DIY: Tape + Paint Canvas Art



Yep.. it’s back! This tutorial once lived on a blog no longer around. Isn’t that fun? Anyway, this is my favorite canvas art so far. No, it’s not perfect. In the beginning, when I noticed the little imperfections, I was ready to throw it out and never make another thing ever for the rest of my life. But when I hung it up, I decided I quite liked it, imperfections and all. This is an easy canvas art tutorial if you have a blank canvas, tape and paint lying around. Have fun!


  • Canvas (or you can use board or whatever you feel like)
  • Acrylic Paint
  • Tape (choose width based on the style you want)
  • Paint brushes
  • Acrylic varnish





1. Figure out a game plan. I made brief sketches in a notebook, but I didn’t do much planning. All I really knew is what colors I wanted to include. The nice thing about tape is that you can keep doing it over and over again until you have it just right!
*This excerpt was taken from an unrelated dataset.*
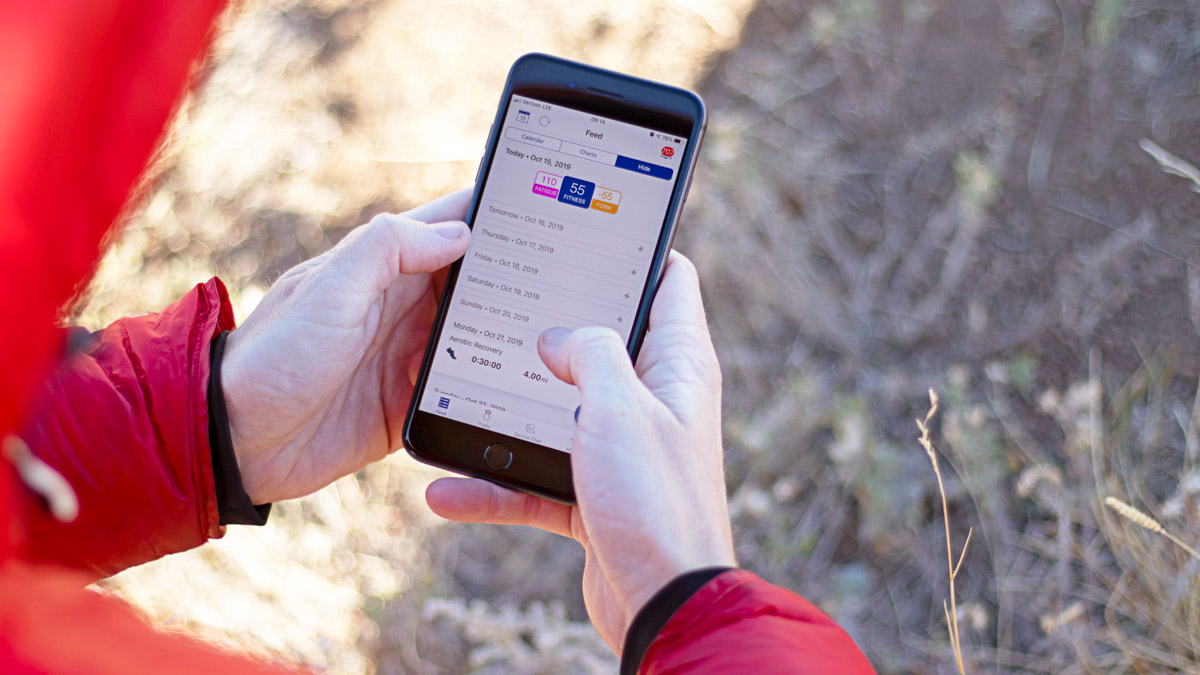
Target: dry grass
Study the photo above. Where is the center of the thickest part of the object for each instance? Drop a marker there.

2. Prepare the canvas. Now is a good time to prep your canvas if you prefer. For this one, I didn’t do any Gesso or painting of my canvas beforehand. If you don’t want a white background, you’re going to need this step.

3. Lay down the tape. I mostly left my tape where it landed, but of course you can do it as many times as you need to. Although, I do not recommend using this artist’s tape. I was trying to protect my canvas with the low tack tape, but it was a little bit too low! You want tape that sticks really good for the painting part. That is where a lot of my mistakes happened. I think regular Scotch tape should be fine, though be careful if you’re painting your canvas beforehand. You don’t want it pulling up paint.


Step 2-AddTapetoCanvas


4. Start painting. Now for the fun part! With the tape on there, it should be fairly easy to paint. I used the sponge brushes for painting the larger triangles, then needed the smaller one for the smaller areas. If you’re painting the sides, I recommend painting that section together, with the top and sides at the same time. Otherwise you end up with a big mess. I did end up re-doing my yellow section because next to the white, it was much too faint. The brighter yellow really popped.


Step 3-PaintOverTape


5. Wait for it to dry. Acrylic paint dries fast, so don’t be surprised if your first painted section is nearly dry by the time you finish the last. I don’t think I waited more than an hour for the paint to dry.


6. Remove the tape (slowly!) and see how it looks. This is where I got frustrated and almost threw the damn thing away. Because I chose basically the worst tape possible, my tape moved and the paint wasn’t even. As long as you don’t use this kind of tape, you should be fine. I had to go in and try to paint the lines best I could. Hey.. it’s art. Doesn’t have to be perfect, right? I appreciate you validating me on this one.




7. Apply a clear Acrylic varnish. Choose a varnish specifically made for acrylic paint. This is optional, but I highly recommend it. It not only gives it a glossy look, but it protects your painting. Acrylic paint can be removed with water – this is great for correcting mistakes, but not so great if you get water on a completed painting and now have to fix it. Varnish can help protect it.




And.. done! Like I said, I’m choosing to accept the imperfections and appreciate the fact that when it’s hanging up, I’m the only one that notices.